Romano-drama: vertrauensbruch bei roma – ranieri muss gehen?

Rom, Italien – Die Luft in der ewigen Stadt ist zum Schneiden dick. Nach einem Bericht des ehemaligen Roma-Sportdirektors Walter Sabatini steht der Verein vor einem regelrechten Machtkampf, der möglicherweise das Ende von Trainer Claudio Ranieri bedeuten könnte. Die Beziehung zwischen Ranieri und der Vereinsführung soll irreparabel beschädigt sein – ein Zustand, der sich kaum länger aufrechterhalten lässt.

Sabatini: „eine groteske angelegenheit“

Der erfahrene Manager, der selbst die Höhen und Tiefen des römischen Fußballs miterlebt hat, beschreibt die Situation als „grotesk“ und plädiert dafür, nicht noch mehr Verwirrung zu stiften. Er deutet an, dass er eine eigene Einschätzung habe, möchte diese aber vorerst für sich behalten, um eine Eskalation zu vermeiden. „Wenn das Gleichgewicht so schlagartig zerbricht, wird es unumkehrbar“, so Sabatini.
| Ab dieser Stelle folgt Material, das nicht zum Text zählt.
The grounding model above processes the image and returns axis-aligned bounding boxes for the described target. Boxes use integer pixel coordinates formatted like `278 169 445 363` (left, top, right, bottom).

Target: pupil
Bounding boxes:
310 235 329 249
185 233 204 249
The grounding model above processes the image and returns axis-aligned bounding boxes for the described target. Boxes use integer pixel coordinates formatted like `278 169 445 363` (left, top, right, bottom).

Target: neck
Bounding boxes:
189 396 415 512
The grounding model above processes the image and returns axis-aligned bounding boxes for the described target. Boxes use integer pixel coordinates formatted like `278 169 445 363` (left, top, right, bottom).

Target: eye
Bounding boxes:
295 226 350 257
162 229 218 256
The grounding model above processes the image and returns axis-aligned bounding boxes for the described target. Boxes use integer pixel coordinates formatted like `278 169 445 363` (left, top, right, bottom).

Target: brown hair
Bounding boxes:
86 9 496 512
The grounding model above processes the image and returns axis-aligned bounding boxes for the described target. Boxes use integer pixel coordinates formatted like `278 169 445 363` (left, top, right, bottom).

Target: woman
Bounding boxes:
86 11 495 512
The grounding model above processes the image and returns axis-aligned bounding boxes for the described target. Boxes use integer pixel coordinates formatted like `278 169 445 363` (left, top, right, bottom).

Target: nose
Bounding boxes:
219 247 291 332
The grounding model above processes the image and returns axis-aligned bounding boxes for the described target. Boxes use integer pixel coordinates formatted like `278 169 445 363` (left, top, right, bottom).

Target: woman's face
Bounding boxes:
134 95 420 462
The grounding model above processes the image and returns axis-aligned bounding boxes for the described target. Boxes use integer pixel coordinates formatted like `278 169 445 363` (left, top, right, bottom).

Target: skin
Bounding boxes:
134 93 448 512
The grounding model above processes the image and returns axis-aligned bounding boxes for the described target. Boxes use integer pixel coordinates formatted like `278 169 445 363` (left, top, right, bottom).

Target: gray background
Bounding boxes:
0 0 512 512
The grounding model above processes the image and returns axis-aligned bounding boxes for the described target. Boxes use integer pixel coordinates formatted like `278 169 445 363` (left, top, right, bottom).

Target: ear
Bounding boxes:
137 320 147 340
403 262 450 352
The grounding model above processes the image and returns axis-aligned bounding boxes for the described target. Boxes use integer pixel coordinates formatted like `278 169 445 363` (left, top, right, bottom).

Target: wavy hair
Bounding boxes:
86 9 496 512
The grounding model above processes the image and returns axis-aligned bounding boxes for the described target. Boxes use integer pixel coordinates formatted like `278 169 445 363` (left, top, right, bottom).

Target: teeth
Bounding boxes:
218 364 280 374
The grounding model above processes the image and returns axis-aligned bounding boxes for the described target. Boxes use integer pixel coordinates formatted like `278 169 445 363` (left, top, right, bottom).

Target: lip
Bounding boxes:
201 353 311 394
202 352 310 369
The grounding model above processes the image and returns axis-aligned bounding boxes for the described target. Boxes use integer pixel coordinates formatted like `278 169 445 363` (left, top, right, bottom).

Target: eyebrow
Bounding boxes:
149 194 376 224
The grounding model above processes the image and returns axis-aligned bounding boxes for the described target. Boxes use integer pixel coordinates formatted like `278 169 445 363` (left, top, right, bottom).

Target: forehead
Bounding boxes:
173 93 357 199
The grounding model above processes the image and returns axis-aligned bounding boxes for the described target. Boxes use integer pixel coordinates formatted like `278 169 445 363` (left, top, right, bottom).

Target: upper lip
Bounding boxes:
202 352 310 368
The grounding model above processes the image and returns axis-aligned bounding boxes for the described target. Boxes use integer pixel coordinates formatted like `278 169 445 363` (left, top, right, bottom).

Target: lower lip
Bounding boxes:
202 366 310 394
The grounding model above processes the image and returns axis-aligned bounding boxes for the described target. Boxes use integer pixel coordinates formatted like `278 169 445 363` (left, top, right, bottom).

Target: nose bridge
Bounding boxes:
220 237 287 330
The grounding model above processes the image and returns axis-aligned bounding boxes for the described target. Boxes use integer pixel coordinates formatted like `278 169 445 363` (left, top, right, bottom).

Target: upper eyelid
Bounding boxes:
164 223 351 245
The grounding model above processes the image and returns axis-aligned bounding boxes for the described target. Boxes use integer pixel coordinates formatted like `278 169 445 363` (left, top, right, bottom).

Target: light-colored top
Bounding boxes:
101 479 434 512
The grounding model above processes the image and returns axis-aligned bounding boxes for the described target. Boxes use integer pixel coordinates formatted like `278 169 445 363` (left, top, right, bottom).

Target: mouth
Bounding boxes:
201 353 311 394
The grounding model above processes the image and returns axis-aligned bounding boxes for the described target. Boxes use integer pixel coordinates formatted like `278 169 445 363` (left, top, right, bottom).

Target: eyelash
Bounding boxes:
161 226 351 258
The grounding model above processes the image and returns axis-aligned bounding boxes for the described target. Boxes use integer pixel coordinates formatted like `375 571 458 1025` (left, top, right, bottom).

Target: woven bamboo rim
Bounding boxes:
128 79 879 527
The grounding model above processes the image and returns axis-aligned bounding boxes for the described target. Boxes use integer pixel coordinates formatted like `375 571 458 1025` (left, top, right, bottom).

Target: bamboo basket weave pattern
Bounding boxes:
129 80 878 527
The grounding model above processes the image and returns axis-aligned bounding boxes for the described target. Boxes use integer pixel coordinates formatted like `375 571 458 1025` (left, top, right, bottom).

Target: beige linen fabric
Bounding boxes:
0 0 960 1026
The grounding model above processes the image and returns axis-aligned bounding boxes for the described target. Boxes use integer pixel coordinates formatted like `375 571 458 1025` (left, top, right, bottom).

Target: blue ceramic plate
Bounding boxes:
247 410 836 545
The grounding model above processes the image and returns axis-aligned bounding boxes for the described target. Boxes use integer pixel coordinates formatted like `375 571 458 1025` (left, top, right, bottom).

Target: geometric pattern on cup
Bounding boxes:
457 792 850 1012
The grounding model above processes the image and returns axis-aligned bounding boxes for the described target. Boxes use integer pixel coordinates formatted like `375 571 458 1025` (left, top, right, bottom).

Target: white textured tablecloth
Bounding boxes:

Ein entscheidender Faktor in diesem Drama ist die Rolle des Sportdirektors, Gianluca Massara. Sabatini betont dessen Bedeutung und fordert Respekt für seine Arbeit. Allerdings kritisiert er auch die Kommunikation von Trainer Gasperini, die er als „inakzeptabel“ und „schädlich für den Teamgeist“ bezeichnet. „Gasperini hat den Sportdirektor auf unbegreifliche Weise angegriffen und die Spieler öffentlich kritisiert – das ist kein Verhalten, das einer Unternehmensführung würdig ist.“

Die Frage ist: Wie sollen Ranieri und Gasperini noch zusammenarbeiten? Sabatini hält wenig davon: „Das wird nicht funktionieren. Es braucht eine Entscheidung – entweder Ranieri verlässt den Verein, oder die Friedkin-Familie muss tätig werden.“

Die champions-league-hoffnungen schwinden

Die champions-league-hoffnungen schwinden

Die Frage, wie die Roma ihre Champions-League-Hoffnungen noch aufrechterhalten kann, hängt eng mit der Lösung des internen Konflikts zusammen. Sabatini sieht eine Chance, wenn das Team alle verbleibenden Spiele gewinnt – allerdings ist auch ein Quäntchen Glück erforderlich. Die aktuelle Situation ist von einer „opaken“ Atmosphäre geprägt, die dem Verein schadet.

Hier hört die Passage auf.